Der Kommentar: 2012, als Michael Lauber als Bundesanwalt anfing, dauerten die Ermittlungen gegen den angeblichen Millionenbetrüger Dieter Behring bereits fast acht Jahre. Lauber wollte sich danach als «Retter» des Verfahrens profilieren. Er setzte es völlig neu auf und zielte nur noch auf Behring, die übrigen neun Beschuldigten liess er im Hauptverfahren laufen. Die Überlegung wohl: Das Volk wollte Behrings Kopf, und durch diese Fokussierung auf den grossen Guru winkte ein sicherer und schöner Erfolg vor dem, man muss es sagen, befreundeten Bundesstrafgericht in Bellinzona. Ob noch andere Motive mitspielten, wird sich zeigen. Ein Beobachter im Prozess sagt es treffend: «Michael Lauber wollte der Bärentöter sein.»

Aber nun besteht der Verdacht, dass Lauber bei seiner «Fokussierung» auf Behring wichtige Rechtsgrundsätze über Bord warf. Sollte der Bundesanwalt vor Gericht tatsächlich falsch ausgesagt haben, wäre dies das Ende einer Karriere. Vom Bundesanwalt, der auf seine Unabhängigkeit pocht und sein internes Controlling rühmt, muss man erwarten können, dass er seine Verfahren kennt. Und erst recht, dass er die Wahrheit sagt, wenn er vor Gericht befragt wird. Und vom Gericht muss man erwarten können, dass es Laubers Rolle kritisch hinterfragt.

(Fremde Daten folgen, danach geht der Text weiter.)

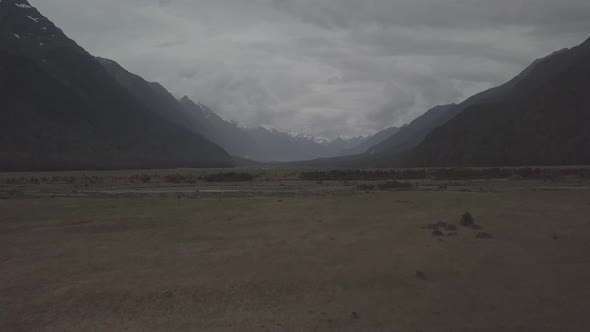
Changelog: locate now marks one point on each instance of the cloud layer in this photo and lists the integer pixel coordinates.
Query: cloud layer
(327, 67)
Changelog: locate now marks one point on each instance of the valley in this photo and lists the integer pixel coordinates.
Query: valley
(107, 251)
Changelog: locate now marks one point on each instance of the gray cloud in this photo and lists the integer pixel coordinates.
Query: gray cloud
(327, 67)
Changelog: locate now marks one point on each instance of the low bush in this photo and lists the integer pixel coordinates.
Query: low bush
(228, 177)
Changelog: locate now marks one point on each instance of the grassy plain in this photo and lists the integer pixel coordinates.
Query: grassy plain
(281, 254)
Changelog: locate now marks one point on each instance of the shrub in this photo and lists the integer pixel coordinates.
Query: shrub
(228, 177)
(395, 185)
(179, 178)
(365, 187)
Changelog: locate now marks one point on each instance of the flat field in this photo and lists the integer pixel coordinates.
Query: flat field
(112, 251)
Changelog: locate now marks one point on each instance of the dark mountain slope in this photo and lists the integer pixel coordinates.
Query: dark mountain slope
(62, 110)
(227, 134)
(389, 153)
(543, 120)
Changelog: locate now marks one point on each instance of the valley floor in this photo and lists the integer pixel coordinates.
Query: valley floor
(287, 255)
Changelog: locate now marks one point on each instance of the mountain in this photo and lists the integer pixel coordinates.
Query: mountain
(252, 143)
(227, 134)
(62, 110)
(542, 119)
(371, 141)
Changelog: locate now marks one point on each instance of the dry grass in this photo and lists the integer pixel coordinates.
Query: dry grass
(322, 263)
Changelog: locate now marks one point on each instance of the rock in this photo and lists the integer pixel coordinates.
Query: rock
(484, 235)
(467, 220)
(421, 275)
(437, 232)
(451, 227)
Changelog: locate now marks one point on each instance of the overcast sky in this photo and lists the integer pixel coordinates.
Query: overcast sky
(325, 67)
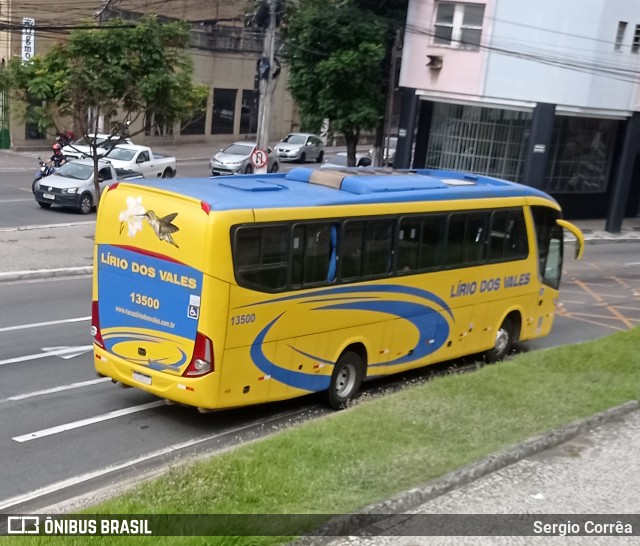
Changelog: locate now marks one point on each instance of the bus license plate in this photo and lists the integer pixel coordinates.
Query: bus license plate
(142, 378)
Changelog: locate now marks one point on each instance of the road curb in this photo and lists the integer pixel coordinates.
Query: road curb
(412, 498)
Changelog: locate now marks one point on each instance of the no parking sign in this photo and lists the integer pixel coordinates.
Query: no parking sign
(259, 158)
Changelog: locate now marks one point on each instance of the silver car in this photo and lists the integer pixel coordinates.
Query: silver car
(300, 147)
(236, 159)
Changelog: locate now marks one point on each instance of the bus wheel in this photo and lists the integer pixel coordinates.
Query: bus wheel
(506, 338)
(345, 380)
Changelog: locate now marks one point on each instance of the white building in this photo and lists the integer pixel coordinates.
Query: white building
(546, 93)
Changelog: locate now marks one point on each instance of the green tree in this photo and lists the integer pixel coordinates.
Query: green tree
(338, 55)
(118, 71)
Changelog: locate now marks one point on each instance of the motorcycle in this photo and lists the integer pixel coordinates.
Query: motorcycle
(44, 169)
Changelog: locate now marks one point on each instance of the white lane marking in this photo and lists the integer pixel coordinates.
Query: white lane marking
(53, 390)
(64, 352)
(47, 226)
(41, 324)
(85, 422)
(76, 480)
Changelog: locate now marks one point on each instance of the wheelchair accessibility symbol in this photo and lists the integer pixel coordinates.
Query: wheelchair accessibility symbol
(193, 312)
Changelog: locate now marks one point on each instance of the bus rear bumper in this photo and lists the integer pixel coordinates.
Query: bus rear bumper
(198, 392)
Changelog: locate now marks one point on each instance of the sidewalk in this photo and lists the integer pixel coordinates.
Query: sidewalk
(30, 252)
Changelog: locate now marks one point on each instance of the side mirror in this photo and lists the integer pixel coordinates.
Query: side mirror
(575, 231)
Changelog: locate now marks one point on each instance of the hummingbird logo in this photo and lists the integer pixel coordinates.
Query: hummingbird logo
(162, 227)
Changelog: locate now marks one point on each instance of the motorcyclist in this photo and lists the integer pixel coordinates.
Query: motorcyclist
(58, 158)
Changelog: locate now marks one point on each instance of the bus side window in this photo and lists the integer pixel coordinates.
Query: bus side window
(466, 238)
(261, 256)
(508, 236)
(351, 249)
(313, 251)
(549, 237)
(377, 247)
(432, 242)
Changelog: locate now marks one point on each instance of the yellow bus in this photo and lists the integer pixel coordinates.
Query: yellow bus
(237, 290)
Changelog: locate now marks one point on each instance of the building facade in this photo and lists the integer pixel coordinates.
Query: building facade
(545, 93)
(225, 50)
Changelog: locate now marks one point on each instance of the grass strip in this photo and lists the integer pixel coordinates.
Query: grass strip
(383, 446)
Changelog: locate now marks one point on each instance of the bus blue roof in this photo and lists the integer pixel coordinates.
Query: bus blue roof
(302, 187)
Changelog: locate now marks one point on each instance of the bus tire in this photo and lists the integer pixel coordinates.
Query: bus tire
(506, 338)
(345, 380)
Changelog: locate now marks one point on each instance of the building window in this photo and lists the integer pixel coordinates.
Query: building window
(635, 46)
(480, 140)
(224, 110)
(32, 130)
(195, 125)
(622, 26)
(459, 25)
(155, 124)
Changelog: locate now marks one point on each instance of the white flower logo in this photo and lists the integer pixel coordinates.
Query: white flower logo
(133, 216)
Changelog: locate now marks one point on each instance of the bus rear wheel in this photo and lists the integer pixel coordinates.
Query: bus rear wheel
(345, 380)
(506, 338)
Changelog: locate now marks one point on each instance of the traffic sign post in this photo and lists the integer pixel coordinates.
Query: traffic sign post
(259, 159)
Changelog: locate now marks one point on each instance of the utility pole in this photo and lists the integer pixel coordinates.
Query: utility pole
(266, 83)
(397, 44)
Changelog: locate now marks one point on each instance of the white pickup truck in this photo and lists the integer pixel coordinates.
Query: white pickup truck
(142, 159)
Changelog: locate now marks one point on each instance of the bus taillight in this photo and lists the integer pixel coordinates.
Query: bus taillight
(202, 361)
(95, 325)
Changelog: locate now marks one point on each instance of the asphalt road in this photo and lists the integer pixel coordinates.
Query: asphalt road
(64, 431)
(19, 208)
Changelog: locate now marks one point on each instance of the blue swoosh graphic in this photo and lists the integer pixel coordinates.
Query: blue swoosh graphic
(114, 338)
(300, 380)
(432, 327)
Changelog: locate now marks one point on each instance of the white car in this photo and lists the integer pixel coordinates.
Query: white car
(389, 152)
(72, 184)
(142, 159)
(236, 159)
(300, 147)
(82, 148)
(339, 161)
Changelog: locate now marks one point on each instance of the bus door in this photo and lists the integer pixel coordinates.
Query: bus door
(550, 254)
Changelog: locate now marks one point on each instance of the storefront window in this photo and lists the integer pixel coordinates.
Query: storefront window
(581, 155)
(224, 110)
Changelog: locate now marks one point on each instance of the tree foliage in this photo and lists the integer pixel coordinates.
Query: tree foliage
(338, 55)
(119, 71)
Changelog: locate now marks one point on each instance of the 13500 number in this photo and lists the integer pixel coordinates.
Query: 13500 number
(147, 301)
(243, 319)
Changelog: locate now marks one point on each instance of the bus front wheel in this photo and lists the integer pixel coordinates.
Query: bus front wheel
(345, 380)
(506, 338)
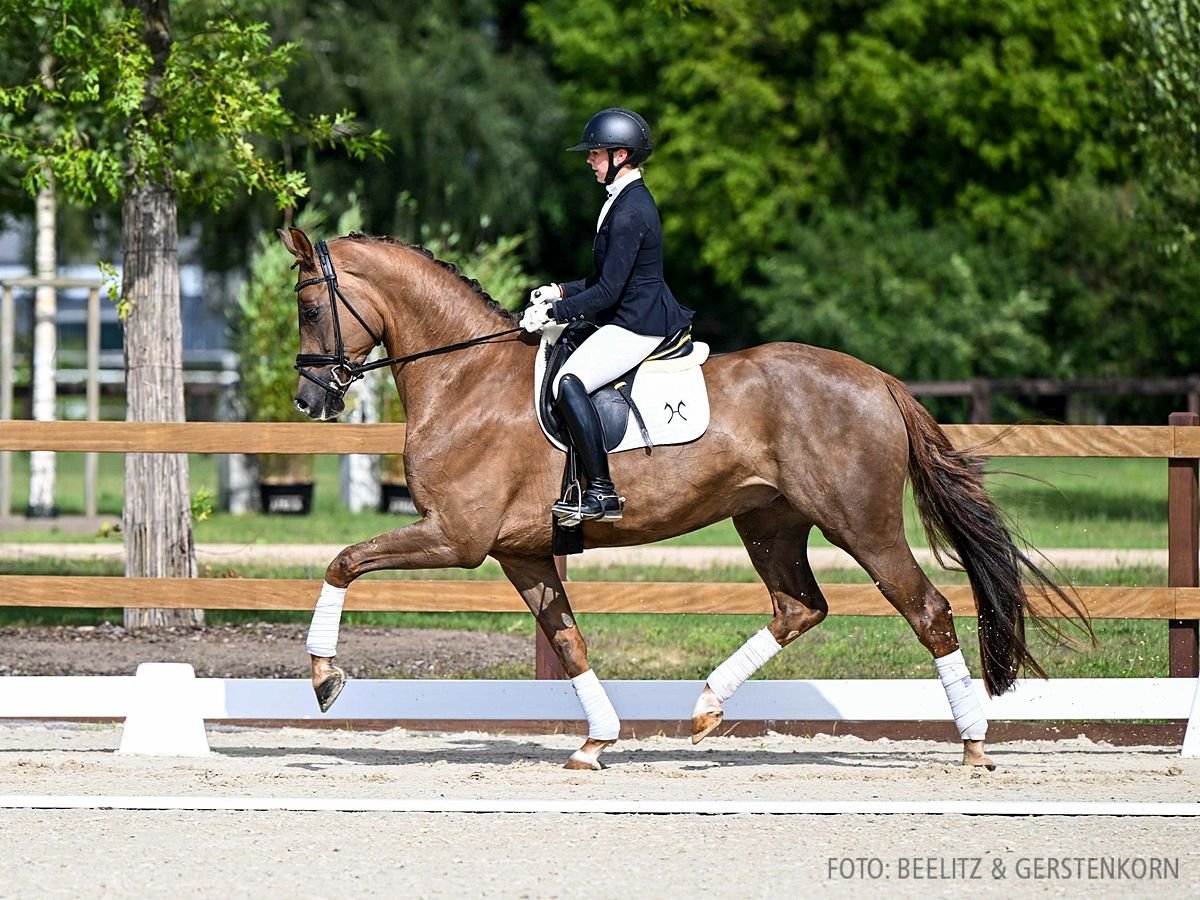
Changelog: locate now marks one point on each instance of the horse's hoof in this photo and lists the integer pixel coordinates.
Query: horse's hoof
(587, 757)
(328, 690)
(579, 761)
(705, 724)
(975, 757)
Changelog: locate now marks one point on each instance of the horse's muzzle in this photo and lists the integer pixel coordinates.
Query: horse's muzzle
(318, 403)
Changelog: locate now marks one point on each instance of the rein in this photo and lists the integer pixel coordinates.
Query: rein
(346, 371)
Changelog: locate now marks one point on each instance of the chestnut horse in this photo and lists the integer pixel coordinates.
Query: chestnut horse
(799, 437)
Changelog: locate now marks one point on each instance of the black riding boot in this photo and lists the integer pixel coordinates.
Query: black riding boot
(600, 501)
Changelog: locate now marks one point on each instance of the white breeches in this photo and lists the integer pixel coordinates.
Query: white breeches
(606, 355)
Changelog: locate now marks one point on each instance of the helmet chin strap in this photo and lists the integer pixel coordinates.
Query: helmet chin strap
(613, 168)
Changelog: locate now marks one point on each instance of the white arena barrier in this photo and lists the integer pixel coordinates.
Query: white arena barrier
(165, 706)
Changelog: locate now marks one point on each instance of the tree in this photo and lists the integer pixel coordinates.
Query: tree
(769, 112)
(149, 112)
(1162, 96)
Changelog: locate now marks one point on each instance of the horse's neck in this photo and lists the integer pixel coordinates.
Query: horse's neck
(436, 309)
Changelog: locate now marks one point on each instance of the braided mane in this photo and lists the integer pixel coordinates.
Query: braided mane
(477, 288)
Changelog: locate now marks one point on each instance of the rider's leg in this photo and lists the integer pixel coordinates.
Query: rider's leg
(600, 501)
(605, 355)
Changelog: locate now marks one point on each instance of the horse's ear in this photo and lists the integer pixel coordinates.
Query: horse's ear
(298, 245)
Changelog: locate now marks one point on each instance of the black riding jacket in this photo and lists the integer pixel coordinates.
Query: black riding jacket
(627, 287)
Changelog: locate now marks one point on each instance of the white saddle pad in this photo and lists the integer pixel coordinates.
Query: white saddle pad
(670, 394)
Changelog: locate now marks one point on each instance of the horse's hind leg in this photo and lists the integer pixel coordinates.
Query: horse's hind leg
(928, 612)
(777, 540)
(539, 585)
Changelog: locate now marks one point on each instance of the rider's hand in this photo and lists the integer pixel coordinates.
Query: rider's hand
(546, 294)
(538, 316)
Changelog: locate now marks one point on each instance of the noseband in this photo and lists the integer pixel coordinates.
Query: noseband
(343, 371)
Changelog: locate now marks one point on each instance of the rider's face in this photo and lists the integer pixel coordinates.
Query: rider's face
(599, 161)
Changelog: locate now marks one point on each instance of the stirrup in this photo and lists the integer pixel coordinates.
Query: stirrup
(589, 507)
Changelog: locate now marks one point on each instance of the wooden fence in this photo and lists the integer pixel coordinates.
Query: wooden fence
(1177, 601)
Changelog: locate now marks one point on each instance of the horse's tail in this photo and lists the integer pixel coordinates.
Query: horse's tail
(960, 517)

Der Prozess in Bellinzona gegen Behring und Mitbeschuldigte wäre heute längst abgeschlossen, wenn Lauber 2012 die Anklage hätte laufen lassen wie geplant. Vielleicht hätte es Freisprüche gegeben. Na und? Aber das Verfahren hätte seinen korrekten Lauf genommen. Nun aber drohen weitere Rückschläge für die Anklage im Behring-Prozess. Und ein ruinierter Ruf der Justiz dazu.